The vulnerability results in a complete denial of service for the entire Parse Server instance. Node.js handles all concurrent client connections on a single thread, meaning the event loop blockage prevents the server from processing REST API requests, GraphQL queries, and WebSocket operations. All downstream client applications reliant on the backend experience immediate connection timeouts.
The CVSS v4.0 score of 8.2 reflects the high availability impact and the lack of required privileges. The attack vector is strictly network-based, and the exploitation process requires low technical complexity. An attacker can repeatedly execute the exploit via an automated script, rendering the backend persistently unavailable and causing significant operational disruption.
This vulnerability strictly impacts system availability; it does not compromise data confidentiality or integrity. Attackers cannot utilize this vector to extract database records, modify existing data, or achieve remote code execution.
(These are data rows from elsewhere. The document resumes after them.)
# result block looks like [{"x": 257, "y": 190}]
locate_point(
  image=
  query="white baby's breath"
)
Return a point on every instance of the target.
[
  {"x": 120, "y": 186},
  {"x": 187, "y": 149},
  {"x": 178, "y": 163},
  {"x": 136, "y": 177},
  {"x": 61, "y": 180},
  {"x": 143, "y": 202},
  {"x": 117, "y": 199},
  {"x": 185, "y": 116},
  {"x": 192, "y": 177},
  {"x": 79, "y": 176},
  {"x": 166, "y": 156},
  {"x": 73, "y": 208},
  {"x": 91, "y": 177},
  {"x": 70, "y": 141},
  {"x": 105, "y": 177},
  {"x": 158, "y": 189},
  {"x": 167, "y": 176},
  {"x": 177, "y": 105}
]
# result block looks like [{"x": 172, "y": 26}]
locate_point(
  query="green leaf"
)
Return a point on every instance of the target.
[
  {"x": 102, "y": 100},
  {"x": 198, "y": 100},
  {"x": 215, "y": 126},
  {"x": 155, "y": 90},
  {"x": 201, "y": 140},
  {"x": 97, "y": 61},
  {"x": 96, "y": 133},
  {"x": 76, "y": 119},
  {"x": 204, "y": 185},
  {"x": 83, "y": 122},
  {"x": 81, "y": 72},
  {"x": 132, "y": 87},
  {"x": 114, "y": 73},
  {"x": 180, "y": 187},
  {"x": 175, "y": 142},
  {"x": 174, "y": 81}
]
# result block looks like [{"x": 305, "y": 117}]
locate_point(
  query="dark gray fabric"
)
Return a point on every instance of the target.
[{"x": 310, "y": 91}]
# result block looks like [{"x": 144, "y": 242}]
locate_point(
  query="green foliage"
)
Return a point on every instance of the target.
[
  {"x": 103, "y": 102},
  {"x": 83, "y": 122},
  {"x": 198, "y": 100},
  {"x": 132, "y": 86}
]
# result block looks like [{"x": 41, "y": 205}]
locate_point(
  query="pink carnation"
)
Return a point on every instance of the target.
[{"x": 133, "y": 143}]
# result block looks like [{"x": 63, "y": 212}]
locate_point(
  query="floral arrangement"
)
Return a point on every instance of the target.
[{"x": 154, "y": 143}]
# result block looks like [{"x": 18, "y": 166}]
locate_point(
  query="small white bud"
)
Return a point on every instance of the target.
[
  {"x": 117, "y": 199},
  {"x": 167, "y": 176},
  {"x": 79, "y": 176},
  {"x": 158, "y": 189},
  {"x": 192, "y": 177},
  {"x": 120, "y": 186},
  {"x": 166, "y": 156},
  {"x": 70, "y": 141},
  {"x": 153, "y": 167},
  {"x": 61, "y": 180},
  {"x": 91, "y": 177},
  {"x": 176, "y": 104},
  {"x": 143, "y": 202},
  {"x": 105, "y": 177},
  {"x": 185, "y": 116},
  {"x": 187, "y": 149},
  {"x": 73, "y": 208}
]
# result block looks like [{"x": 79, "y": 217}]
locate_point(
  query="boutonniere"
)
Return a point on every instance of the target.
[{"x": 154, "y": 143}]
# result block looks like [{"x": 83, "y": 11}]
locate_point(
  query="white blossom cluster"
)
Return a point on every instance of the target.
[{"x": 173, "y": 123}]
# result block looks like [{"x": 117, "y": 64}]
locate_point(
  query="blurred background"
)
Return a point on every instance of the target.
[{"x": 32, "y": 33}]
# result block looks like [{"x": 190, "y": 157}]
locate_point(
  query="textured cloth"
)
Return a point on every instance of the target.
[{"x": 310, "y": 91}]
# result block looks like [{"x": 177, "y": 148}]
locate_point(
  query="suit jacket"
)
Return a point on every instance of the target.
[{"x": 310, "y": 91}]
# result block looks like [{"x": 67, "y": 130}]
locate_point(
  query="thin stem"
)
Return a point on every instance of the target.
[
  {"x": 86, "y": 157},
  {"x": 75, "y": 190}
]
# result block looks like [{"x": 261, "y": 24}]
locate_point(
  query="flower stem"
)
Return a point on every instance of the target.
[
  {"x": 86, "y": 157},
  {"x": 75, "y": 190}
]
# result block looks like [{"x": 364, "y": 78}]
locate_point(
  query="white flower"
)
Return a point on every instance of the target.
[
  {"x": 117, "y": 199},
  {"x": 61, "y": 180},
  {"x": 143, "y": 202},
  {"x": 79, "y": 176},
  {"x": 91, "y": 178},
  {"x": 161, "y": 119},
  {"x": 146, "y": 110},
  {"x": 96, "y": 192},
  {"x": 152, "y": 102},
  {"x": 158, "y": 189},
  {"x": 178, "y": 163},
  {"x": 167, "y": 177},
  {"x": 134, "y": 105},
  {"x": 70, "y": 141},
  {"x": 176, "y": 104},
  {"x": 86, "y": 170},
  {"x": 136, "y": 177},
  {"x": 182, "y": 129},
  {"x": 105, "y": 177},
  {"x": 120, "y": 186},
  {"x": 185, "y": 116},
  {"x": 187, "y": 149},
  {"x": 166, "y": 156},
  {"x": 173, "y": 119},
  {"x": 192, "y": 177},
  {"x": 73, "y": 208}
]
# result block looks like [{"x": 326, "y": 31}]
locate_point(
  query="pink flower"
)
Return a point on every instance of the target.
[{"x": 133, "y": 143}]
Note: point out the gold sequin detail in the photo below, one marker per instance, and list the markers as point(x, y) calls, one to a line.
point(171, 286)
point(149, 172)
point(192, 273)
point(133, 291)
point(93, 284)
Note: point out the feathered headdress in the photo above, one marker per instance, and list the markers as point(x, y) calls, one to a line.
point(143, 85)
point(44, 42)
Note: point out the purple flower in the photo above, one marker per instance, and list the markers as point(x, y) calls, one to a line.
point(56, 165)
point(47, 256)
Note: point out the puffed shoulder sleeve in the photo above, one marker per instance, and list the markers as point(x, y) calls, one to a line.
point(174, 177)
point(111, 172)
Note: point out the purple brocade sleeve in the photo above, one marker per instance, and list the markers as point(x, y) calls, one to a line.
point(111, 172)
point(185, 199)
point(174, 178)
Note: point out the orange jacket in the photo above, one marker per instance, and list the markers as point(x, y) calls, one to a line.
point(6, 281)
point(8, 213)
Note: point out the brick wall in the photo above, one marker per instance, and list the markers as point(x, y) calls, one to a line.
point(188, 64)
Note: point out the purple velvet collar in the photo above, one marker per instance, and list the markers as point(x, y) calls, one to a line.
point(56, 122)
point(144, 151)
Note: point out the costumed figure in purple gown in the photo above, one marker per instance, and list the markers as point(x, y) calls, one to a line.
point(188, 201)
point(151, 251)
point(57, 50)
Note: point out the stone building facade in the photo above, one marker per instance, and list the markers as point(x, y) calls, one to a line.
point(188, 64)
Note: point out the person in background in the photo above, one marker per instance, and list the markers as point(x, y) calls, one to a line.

Despite the lack of data exposure, the ease of triggering a persistent outage makes this a critical risk for production environments.
Administrators must update Parse Server to version 8.6.11 or 9.5.0-alpha.14 depending on the active release branch. These versions implement the vm sandbox isolation and enforce the 100-millisecond execution timeout by default. No further configuration changes are required to activate the primary protection mechanism.
If immediate patching is technically infeasible, administrators can deploy a Cloud Code mitigation to temporarily secure the environment. By registering a beforeSubscribe trigger on the affected classes, developers can inspect the incoming query structure and reject any subscription attempt that includes the $regex operator.
Parse.Cloud.beforeSubscribe('MyClass', request => {
const where = request.query._where || {};
for (const value of Object.values(where)) {
if (value && typeof value === 'object' && value.$regex) {
throw new Parse.Error(Parse.Error.OPERATION_FORBIDDEN, '$regex is currently disabled');
}
}
});Post-upgrade, security teams must verify that the liveQuery.regexTimeout configuration remains at its default value or a securely defined threshold. The application logs a security warning if administrators explicitly set this value to 0, which disables the timeout protection entirely. Routine configuration audits should ensure this setting is not inadvertently modified during deployment scaling.
CVSS:4.0/AV:N/AC:L/AT:P/PR:N/UI:N/VC:N/VI:N/VA:H/SC:N/SI:N/SA:N| Product | Affected Versions | Fixed Version |
|---|---|---|
Parse Server parse-community | < 8.6.11 | 8.6.11 |
Parse Server parse-community | >= 9.0.0, < 9.5.0-alpha.14 | 9.5.0-alpha.14 |
| Attribute | Detail |
|---|---|
| Vulnerability Type | CWE-1333: Inefficient Regular Expression Complexity |
| Attack Vector | Network (WebSocket Subscription) |
| Authentication Required | None (Requires public application keys) |
| CVSS v4.0 Score | 8.2 (High) |
| Impact | Complete Denial of Service |
| Exploit Status | Proof of Concept Available |
| CISA KEV Status | Not Listed |
The application processes a regular expression containing structural characteristics that result in exponential evaluation time when evaluating specific inputs.